Ma lì non c’era tempo di pensare a queste sciocchezze. O strisciare nel fango o arrampicarsi sui muri o correre a perdifiato fino allo sfinimento. Cantando come scemi, per giunta.
Poi, finalmente, la doccia. Amara anche quella perché “in Viet Nam la doccia ve la sognate!” urlava il sergente. Nemmeno la branda ci sarebbe stata né, tanto meno, la camerata, un tetto, un pasto caldo.
Ma allora, ci dicevamo tra noi, allora che ci andiamo a fare alla fine del mondo? Comba***re i Viet Cong? Ma vacci te, sergente, con i tuoi urli nella palude: a me che me ne frega. E poi, aggiungeva Mohammed che era nero, a me i Viet Cong non hanno fatto del male, i sergenti bianchi della polizia americana, si.
Comunque sia, ora sono qui: ad ammazzare vietnamiti o ad essere ammazzato da loro.
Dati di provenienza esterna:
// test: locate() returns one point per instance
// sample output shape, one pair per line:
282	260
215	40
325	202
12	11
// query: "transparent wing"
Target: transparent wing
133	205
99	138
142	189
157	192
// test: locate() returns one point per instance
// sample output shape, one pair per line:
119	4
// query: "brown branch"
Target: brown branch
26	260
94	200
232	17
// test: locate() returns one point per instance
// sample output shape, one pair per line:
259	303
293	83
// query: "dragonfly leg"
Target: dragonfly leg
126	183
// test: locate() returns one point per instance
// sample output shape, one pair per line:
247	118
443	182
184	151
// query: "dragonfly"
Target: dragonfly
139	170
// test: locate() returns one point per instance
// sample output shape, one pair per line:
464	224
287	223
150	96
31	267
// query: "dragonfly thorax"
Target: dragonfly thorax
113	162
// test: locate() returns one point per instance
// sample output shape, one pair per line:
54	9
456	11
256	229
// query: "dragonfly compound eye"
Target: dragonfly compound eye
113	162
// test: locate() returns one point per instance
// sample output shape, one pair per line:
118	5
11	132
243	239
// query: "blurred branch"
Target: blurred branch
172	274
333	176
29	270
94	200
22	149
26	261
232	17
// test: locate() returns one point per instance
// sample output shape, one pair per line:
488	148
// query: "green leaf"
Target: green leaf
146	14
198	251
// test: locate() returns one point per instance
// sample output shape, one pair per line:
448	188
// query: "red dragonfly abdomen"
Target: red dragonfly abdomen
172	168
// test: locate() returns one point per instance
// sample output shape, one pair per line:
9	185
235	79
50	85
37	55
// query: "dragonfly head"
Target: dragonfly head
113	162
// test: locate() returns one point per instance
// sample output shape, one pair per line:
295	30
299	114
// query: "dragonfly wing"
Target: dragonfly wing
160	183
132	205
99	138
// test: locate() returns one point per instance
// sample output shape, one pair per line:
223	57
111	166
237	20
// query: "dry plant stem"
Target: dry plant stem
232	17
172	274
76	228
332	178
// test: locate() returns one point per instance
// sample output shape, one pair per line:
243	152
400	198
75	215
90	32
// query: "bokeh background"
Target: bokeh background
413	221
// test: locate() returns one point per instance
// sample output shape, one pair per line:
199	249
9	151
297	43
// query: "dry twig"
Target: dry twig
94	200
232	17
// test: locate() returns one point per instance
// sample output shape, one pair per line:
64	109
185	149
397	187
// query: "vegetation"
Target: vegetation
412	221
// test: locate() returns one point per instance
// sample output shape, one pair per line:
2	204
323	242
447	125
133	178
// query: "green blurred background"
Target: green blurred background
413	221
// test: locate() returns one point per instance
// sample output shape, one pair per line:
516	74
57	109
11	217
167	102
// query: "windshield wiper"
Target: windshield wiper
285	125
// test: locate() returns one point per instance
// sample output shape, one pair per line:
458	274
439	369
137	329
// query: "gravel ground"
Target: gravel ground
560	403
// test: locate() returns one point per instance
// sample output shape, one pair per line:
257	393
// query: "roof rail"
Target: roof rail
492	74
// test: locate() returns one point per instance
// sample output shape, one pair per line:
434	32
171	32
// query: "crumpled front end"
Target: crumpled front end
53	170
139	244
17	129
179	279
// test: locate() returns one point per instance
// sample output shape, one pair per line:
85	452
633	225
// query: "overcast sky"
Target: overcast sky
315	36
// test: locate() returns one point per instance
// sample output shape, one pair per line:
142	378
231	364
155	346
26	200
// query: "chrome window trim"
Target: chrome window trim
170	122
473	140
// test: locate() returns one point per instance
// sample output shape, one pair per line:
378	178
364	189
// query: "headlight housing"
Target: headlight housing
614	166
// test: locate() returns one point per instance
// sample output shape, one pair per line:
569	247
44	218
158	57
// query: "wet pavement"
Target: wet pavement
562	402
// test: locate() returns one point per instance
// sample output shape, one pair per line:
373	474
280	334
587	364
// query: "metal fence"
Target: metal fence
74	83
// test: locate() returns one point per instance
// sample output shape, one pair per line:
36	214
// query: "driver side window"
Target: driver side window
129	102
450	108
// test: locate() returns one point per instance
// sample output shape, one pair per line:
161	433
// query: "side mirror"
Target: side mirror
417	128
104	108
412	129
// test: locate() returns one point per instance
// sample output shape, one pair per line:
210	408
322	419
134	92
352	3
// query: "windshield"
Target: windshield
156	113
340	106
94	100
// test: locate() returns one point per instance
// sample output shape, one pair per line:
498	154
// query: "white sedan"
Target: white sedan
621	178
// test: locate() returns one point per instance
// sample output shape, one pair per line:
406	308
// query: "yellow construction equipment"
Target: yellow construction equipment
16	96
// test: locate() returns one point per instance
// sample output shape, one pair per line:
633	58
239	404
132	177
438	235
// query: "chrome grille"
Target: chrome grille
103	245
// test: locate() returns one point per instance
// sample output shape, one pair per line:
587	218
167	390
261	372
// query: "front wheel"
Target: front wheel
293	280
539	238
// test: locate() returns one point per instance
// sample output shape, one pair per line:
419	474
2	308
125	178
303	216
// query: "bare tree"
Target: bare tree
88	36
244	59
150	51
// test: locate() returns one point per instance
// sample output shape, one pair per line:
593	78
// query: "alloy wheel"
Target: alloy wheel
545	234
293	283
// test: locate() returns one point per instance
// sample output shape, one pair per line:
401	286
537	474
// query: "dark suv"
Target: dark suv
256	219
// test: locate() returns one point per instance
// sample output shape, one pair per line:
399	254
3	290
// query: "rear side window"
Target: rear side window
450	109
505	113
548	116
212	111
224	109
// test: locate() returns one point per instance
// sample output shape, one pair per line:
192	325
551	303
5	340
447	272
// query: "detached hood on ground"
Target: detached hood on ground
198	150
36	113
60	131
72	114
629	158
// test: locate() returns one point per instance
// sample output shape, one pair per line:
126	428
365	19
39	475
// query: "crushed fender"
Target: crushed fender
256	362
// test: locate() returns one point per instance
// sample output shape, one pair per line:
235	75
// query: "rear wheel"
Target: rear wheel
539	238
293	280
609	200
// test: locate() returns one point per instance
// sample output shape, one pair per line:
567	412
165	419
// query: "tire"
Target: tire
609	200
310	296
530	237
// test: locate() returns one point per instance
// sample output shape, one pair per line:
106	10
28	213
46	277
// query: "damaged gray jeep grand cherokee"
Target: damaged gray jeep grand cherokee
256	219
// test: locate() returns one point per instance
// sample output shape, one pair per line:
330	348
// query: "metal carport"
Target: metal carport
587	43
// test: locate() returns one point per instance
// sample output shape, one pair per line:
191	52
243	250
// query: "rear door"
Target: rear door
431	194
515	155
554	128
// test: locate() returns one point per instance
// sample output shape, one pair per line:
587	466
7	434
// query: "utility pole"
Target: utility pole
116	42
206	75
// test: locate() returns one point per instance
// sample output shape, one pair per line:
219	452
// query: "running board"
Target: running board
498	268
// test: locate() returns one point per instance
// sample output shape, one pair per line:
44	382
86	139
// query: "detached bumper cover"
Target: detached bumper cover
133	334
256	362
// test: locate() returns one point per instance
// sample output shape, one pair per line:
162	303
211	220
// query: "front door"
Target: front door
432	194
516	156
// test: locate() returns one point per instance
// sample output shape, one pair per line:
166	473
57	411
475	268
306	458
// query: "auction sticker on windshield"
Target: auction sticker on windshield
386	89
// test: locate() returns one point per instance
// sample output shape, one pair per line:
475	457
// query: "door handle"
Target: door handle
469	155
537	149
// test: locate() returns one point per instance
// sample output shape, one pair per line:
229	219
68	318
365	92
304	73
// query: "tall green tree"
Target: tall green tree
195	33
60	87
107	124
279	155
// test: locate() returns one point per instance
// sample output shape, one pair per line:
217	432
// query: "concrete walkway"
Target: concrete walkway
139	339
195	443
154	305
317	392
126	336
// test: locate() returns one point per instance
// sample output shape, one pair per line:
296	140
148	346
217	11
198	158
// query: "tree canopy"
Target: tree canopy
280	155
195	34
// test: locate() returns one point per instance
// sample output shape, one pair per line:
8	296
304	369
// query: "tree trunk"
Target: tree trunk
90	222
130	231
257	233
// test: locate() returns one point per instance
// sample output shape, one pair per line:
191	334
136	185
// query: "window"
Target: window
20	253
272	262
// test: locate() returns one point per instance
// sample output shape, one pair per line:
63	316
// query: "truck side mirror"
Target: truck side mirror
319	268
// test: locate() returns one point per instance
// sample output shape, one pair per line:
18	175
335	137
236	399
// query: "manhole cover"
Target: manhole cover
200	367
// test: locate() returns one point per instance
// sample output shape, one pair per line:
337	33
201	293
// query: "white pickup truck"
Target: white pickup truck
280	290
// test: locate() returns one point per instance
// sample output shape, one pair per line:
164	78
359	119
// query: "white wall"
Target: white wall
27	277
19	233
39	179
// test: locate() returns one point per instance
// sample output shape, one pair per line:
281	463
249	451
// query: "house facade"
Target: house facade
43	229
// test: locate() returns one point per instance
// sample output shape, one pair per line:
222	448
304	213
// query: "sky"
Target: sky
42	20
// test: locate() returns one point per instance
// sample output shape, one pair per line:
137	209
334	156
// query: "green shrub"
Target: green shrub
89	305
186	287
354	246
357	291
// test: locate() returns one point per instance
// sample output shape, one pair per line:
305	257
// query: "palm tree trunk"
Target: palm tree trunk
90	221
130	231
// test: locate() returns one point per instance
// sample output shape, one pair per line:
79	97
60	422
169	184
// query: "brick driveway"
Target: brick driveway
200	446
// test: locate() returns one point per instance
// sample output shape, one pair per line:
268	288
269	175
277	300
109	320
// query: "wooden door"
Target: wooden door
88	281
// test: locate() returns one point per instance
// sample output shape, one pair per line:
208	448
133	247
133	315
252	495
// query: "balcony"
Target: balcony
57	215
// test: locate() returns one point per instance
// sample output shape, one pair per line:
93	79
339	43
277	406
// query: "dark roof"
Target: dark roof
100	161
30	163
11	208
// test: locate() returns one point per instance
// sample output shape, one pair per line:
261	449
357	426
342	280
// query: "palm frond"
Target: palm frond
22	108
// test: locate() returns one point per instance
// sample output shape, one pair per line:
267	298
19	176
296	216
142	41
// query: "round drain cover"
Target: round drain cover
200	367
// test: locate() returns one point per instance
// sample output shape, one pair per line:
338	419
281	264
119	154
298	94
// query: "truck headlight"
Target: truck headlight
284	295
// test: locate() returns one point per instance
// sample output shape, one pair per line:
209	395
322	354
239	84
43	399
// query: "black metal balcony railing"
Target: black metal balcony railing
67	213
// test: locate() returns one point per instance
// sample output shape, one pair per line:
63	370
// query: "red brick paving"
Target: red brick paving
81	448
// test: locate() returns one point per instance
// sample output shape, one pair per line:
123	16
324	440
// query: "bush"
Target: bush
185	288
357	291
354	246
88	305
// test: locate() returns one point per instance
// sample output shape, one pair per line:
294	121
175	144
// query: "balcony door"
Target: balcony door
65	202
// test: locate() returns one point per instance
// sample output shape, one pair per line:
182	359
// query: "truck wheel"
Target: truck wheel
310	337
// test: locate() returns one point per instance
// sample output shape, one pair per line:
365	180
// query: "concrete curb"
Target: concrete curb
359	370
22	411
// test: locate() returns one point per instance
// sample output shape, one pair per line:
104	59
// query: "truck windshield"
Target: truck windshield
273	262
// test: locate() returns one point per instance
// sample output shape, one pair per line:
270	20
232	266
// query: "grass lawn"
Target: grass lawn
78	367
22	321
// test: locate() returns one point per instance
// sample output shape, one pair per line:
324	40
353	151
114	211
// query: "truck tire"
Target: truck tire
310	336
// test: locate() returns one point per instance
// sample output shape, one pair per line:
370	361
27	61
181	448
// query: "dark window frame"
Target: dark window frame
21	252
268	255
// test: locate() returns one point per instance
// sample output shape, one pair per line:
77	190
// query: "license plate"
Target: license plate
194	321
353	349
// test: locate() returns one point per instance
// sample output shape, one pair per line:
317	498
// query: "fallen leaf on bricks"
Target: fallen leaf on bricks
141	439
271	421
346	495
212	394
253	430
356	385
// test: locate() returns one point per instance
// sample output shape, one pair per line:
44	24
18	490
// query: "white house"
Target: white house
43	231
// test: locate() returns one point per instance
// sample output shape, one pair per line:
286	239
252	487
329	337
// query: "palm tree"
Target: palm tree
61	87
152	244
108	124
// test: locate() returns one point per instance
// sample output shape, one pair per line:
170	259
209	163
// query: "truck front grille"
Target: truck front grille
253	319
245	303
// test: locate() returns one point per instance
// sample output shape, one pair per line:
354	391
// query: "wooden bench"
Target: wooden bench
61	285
Fucile, bombe a mano, lo zaino con qualcosa da mangiare e il fango come rifugio.
Sdraiato lì, vicino agli altri, la faccia impiastricciata di quello stesso fango, per il momento mi sentivo al riparo, a casa quasi se non fosse stato per il terrore dei serpenti, degli scorpioni e di tutte le bestie schifose che fanno del fango il loro habitat naturale.
Eravamo diventati fango noi stessi, indistinguibili perfino l’uno dall’altro e invisibili per il nemico che pure, lo sapevamo, era lì, acquattato come noi nell’acqua della palude accanto. Ognuno in attesa che l’altro facesse la prima mossa. Nel terrore di dover essere noi a farla.
Intorno gli alberi, per lo più defogliati dai diserbanti sparsi dagli elicotteri. Sui pochi ancora verdi, lo sapevamo, erano appostati i cecchini. Tiratori infallibili; se ti individuavano anche un attimo, eri morto. Morì così, stupidamente e inutilmente, Mohammad, accanto a me. Nemmeno un lamento: affondò il viso nel fango e non si mosse più. Appena poche gocce di sangue sulla nuca.
Nessuno si mosse. Mohammed era già sepolto anche prima di morire. Come noi, del resto.
Poi venne l’ordine più temuto: senza una parola il sergente si materializzò dal fango e con un ampio gesto ci chiamò ad avanzare. Una raffica verso gli alberi per intimidire i cecchini e via. Emersi anch’io, grondando mota, sparando a caso davanti a me, cercando subito un qualche riparo dai colpi che piovevano non si capiva da dove. Poi cominciai a vedere i lampi dei mitra. Venivano dal fango, dal fango dei nemici, dal fango di casa loro, così diverso dalle strade ordinate di Rock ville, a casa mia.
Verso quel fango concentrammo i nostri colpi nella logica insensata di uccidere per non essere uccisi, come se il fango, la mota puzzolente avesse invaso anche il nostro cervello. Qualche compagno già cadeva davanti a me, mentre l’insensatezza di quell’andare avanti mi invadeva l’anima e una stanchezza infinita gravava il corpo.
Quando fui colpito non provai dolore, una specie di stupore forse. Le gambe si piegarono e il fango mi accolse di nuovo, il fango protettore. Era caldo, ristoratore. A lui mi abbandonai, mi avrebbe riportato a casa. Anzi, no, era lui la casa da cui ero partito e a cui facevo ritorno dopo la follia dell’essere vivo.
Quella stessa follia vissuta nel fango delle trincee del Carso, di Verdun, di Hycpres; tra le macerie di Stalingrado, nelle distese senza fine delle pianure russe al disgelo, a Dakau e Aushwitz, sul bagnasciuga della Normandia, sotto le bombe di Gernica, di Dresda, di Belgrado, di Sarajevo, di Aleppo, Damasco, Bagdad, fino al fango gelato del’Ukraina e la devastazione senza fine di Gaza.
Fango, intorno a noi e fango senza fine, chiuso nella nostra anima.